You are viewing a comment permalink. View the original post to see all comments and the full post content.

Comments (71)

You are viewing a single comment's thread. Show more comments above.

Comment author: cousin_it 29 September 2014 09:56:14AM *  4 points [-]

Suppose there were a number of paper clip making super intelligences. And then through some random event or error in programming just one of them lost that goal, and reverted to just the intrinsic goal of existing. Without the overhead of producing useless paper clips that AI would, over time, become much better at existing than the other AIs. It would eventually displace them and become the only AI, until it fragmented into multiple competing AIs. This is just the evolutionary principle of use it or lose it.

Thus giving an AI an initial goal is like trying to balance a pencil on its point. If one is skillful the pencil may indeed remain balanced for a considerable period of time. But eventually some slight change in the environment, the tiniest puff of wind, a vibration on its support, and the pencil will revert to its ground state by falling over. Once it falls over it will never rebalance itself automatically.

The original AI would spend resources on safeguarding itself against value drift, and destroy AIs with competing goals while they're young. After all, that strategy leads to more paperclips in the long run.

Comment author: Toggle 29 September 2014 01:00:42PM 1 point [-]

The singleton-with-explicit-utility-function scenario certainly seems like a strong candidate for our future, but is it necessarily a given? Suppose an AI that is not Friendly (although possibly friendly with the lowercase 'f') with an unstable utility function- it alters its values based on experience, etc.

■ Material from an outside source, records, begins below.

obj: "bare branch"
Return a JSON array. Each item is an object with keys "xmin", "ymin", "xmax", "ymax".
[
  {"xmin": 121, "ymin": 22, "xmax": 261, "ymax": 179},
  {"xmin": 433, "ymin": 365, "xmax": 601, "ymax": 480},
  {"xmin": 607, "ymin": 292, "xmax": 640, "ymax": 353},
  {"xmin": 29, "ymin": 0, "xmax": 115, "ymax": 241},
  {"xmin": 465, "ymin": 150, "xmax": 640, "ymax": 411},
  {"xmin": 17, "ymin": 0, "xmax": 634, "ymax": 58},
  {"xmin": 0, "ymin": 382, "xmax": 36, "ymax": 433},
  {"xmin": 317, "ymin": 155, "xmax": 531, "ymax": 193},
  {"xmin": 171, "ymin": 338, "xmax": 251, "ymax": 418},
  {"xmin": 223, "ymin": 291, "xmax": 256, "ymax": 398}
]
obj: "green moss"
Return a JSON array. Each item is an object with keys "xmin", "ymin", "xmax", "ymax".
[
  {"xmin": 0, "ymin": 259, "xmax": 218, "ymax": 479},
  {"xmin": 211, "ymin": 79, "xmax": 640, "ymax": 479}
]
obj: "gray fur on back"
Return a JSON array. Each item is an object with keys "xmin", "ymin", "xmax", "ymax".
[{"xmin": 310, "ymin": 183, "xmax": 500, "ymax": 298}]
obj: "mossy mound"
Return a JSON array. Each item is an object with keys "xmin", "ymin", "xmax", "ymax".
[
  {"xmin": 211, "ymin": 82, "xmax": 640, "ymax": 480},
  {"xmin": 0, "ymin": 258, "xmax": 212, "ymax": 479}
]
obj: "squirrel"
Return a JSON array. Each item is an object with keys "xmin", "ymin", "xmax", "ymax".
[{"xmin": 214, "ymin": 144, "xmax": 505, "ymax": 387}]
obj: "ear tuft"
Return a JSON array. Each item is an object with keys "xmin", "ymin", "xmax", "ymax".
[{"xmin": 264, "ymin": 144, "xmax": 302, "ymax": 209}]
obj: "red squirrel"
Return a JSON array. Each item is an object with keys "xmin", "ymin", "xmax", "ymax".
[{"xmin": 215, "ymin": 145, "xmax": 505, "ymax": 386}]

We know that this is possible to do in AGI, because it happens all the time in humans. The orthogonality thesis states that we can match any set of values to any intelligence. If we accept that at face value, it should be at least theoretically possible for any intelligence, even a superintelligence, to trade one set of values for another- provided it keeps to the set of values that permit self-edits of the utility function. The criterion by which the superintelligence alters its utility function might be inscrutably complex from a human perspective, but I can't think of a reason why it would necessarily fall in to a permanent stable state.